We turn now to the trusts before us. Husband does not contend, and we do not suggest in this case, that the corpus of the trusts, intended basically for the children’s majority years, should be utilized to meet the husband’s support obligation. But the income of the trusts presents a different matter. The irrevocable trust of the grandparents specifically authorizes the use of income for the benefit and best interests of the beneficiaries and authorizes payment of that income to the custodian of the children or the children themselves. It terminates as each child reaches majority so this provision obviously contemplates distribution for the benefit of the children during their minority years. The Clifford trust by its express provisions mandates the payment of income to or for the benefit of the children. The trustees have ⅛ during the course of the marriage placed the income in the term trusts which are also being allowed to accumulate. The father’s irrevocable trust also provides for use of the income for the benefit of the children during the pendency of the trust.1 None of the trusts evidence any intention that income from the trust is not to be utilized for the maintenance, support and education of the children and all indicate that it shall or may be so used.

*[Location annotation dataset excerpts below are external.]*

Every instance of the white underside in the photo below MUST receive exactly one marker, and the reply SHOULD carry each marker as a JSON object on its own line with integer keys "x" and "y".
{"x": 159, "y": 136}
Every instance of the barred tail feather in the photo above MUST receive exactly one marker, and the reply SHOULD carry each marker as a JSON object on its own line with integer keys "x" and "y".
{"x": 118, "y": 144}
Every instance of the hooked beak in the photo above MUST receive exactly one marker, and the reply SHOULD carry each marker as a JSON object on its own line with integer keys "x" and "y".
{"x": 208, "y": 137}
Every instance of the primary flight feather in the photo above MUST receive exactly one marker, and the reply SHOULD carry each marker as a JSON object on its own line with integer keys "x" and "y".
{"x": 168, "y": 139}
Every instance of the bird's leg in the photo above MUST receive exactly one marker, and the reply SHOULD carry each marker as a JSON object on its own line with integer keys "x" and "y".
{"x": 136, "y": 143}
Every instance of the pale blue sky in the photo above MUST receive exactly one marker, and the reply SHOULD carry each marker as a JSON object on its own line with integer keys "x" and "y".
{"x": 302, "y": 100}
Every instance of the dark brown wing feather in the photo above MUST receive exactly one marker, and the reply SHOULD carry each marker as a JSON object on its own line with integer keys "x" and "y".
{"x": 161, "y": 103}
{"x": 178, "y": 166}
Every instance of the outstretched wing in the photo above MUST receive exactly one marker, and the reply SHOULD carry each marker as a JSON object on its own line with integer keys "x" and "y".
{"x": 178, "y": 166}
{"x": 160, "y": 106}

One irrevocable trust, the Clifford trust, and the term trusts were established by the father and the other trust by his parents. Father has by his actions provided for the support of his children. The trial court’s order requires him to do so again, so that upon reaching adulthood the children will have even greater assets than have already been provided. We find the trial court has misapplied the statute, the case law and the purpose behind the requirement of parental support. See Nielsen v. Nielsen, 93 Idaho 419, 462 P.2d 512 (1969).
Wife also posits the proposition that because of his status as a co-trustee of some of the trusts husband may refuse to utilize the trust income for support of the children. In this unlikely event, or if upon termination of the Clifford trust wife finds the children are unable to subsist on $35,-000 per year, she can seek a modification of the decree.
Award of child support is reversed. In all other respects the judgment is affirmed.
CARL R. GAERTNER, P.J., and SNYDER, J., concur.. The heretofore quoted section of that trust instrument regarding discharge or relief of husband’s obligation to support was obviously included so the trust income would not per se constitute income to the father under 26 U.S.C. §§ 61, 671-677, 682 of the Internal Revenue Code. See Helvering v. Stuart, 317 U.S. 154, 63 S.Ct. 140, 77 L.Ed. 154 (1942); Hamiel’s Estate v. Commissioner of Internal Revenue, 253 F.2d 787 (6th Cir.1958). This is buttressed by the designation of the wife as sole trustee. We are not here concerned with the effect upon father's tax situation of in fact utilizing the trust income to support the children. The income from the trust is, pursuant to the trust, available for use to benefit the children. It is a financial resource of the children and must be considered in determining the question of support under the statute.